AI Infrastructure — Quick Reference

One-Line Definition

The AI infrastructure layer is the compute, storage, networking, caching, and orchestration substrate that transforms LLM API calls and vector operations into reliable, scalable, cost-managed enterprise services.

Section Map

Chapter	Core Topic	Key Decision
01	Vector Databases	HNSW vs. IVF; hosted vs. self-managed
02	LLM Serving	vLLM vs. managed API; quantization level
03	Cloud AI Platforms	AWS Bedrock vs. Azure OpenAI vs. Vertex AI
04	Data Pipelines	Chunking strategy; incremental vs. full re-index
05	Orchestration	Airflow vs.

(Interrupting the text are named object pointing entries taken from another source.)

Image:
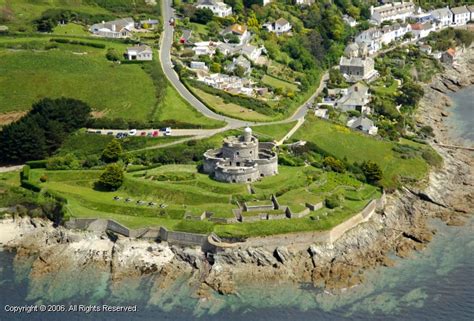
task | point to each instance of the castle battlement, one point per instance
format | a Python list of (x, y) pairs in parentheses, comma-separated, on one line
[(241, 159)]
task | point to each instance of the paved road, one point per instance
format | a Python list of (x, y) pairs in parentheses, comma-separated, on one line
[(165, 60)]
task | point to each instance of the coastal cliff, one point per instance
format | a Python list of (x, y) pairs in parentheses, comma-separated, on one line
[(401, 227)]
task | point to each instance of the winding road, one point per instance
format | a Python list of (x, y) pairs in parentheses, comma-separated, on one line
[(167, 66)]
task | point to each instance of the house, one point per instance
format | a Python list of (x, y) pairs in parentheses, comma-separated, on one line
[(199, 65), (422, 30), (356, 50), (237, 30), (356, 69), (349, 20), (426, 49), (321, 113), (251, 52), (186, 36), (461, 15), (449, 56), (204, 48), (242, 62), (279, 27), (443, 15), (355, 97), (471, 9), (120, 28), (149, 23), (372, 38), (392, 11), (140, 53), (218, 8), (363, 124)]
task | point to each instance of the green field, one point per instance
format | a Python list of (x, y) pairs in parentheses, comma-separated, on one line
[(278, 83), (357, 147), (187, 192), (82, 72)]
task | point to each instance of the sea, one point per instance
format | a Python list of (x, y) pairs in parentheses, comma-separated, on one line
[(434, 284)]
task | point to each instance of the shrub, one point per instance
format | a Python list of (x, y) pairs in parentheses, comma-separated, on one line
[(112, 177), (333, 201)]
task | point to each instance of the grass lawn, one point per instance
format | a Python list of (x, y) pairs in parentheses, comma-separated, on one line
[(278, 83), (23, 12), (115, 90), (71, 29), (174, 107), (185, 191), (232, 110), (273, 132), (357, 147)]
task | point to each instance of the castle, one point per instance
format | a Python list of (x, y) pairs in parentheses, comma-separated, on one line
[(241, 159)]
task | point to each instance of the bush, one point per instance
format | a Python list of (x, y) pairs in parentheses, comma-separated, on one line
[(112, 177), (333, 201)]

Temporal; durable workflows
06	Caching	Semantic cache threshold; TTL by document type
07	GPU Infrastructure	VRAM planning; quantization vs. quality trade-off
08	API Gateway	Token rate limits; circuit breaker; PHI logging policy

Vector Database — Quick Reference

ANN Index Selection

Index	Best For	Parameters	Trade-off
HNSW	Low-latency similarity search	M (graph edges), ef_construction (build quality), ef (query beam)	High memory; best recall
IVF	Large-scale filtered search	nlists (clusters), nprobe (lists to search)	Coarser recall; supports pre-filtering
Flat	Ground truth / evaluation	None	Exact — no approximation; doesn't scale

HNSW Parameter Rule of Thumb

text

M = 16–64          (higher = better recall, more memory)
ef_construction = 200–400   (build time quality; set once)
ef = 50–200        (query time beam; increase for higher recall at cost of speed)

Metadata Filtering

Pre-filter (IVF): filter on metadata before ANN search — correct for sparse results after filter
Post-filter (HNSW): ANN search then filter — risks returning fewer results than requested

LLM Serving — Quick Reference

vLLM Production Command

bash

vllm serve <model-id> \
    --dtype float16 \
    --max-model-len 8192 \
    --gpu-memory-utilization 0.85 \
    --enable-prefix-caching \
    --disable-log-requests \   # PHI safety
    --api-key ${VLLM_API_KEY}

Quantization Selection

Precision	VRAM	Quality Impact	Use When
FP16	Baseline	None	Default; VRAM available
INT8	~50%	Near-identical; evaluate per task	First quantization choice
GPTQ/AWQ (4-bit)	~75%	Noticeable on complex reasoning	VRAM constrained; less accuracy-critical

Key vLLM Metrics

text

vllm:gpu_cache_usage_perc    → alert >90% (capacity pressure)
vllm:num_waiting_seqs        → alert >20 sustained (scale out)
vllm:time_to_first_token     → alert p95 >2s (latency SLO)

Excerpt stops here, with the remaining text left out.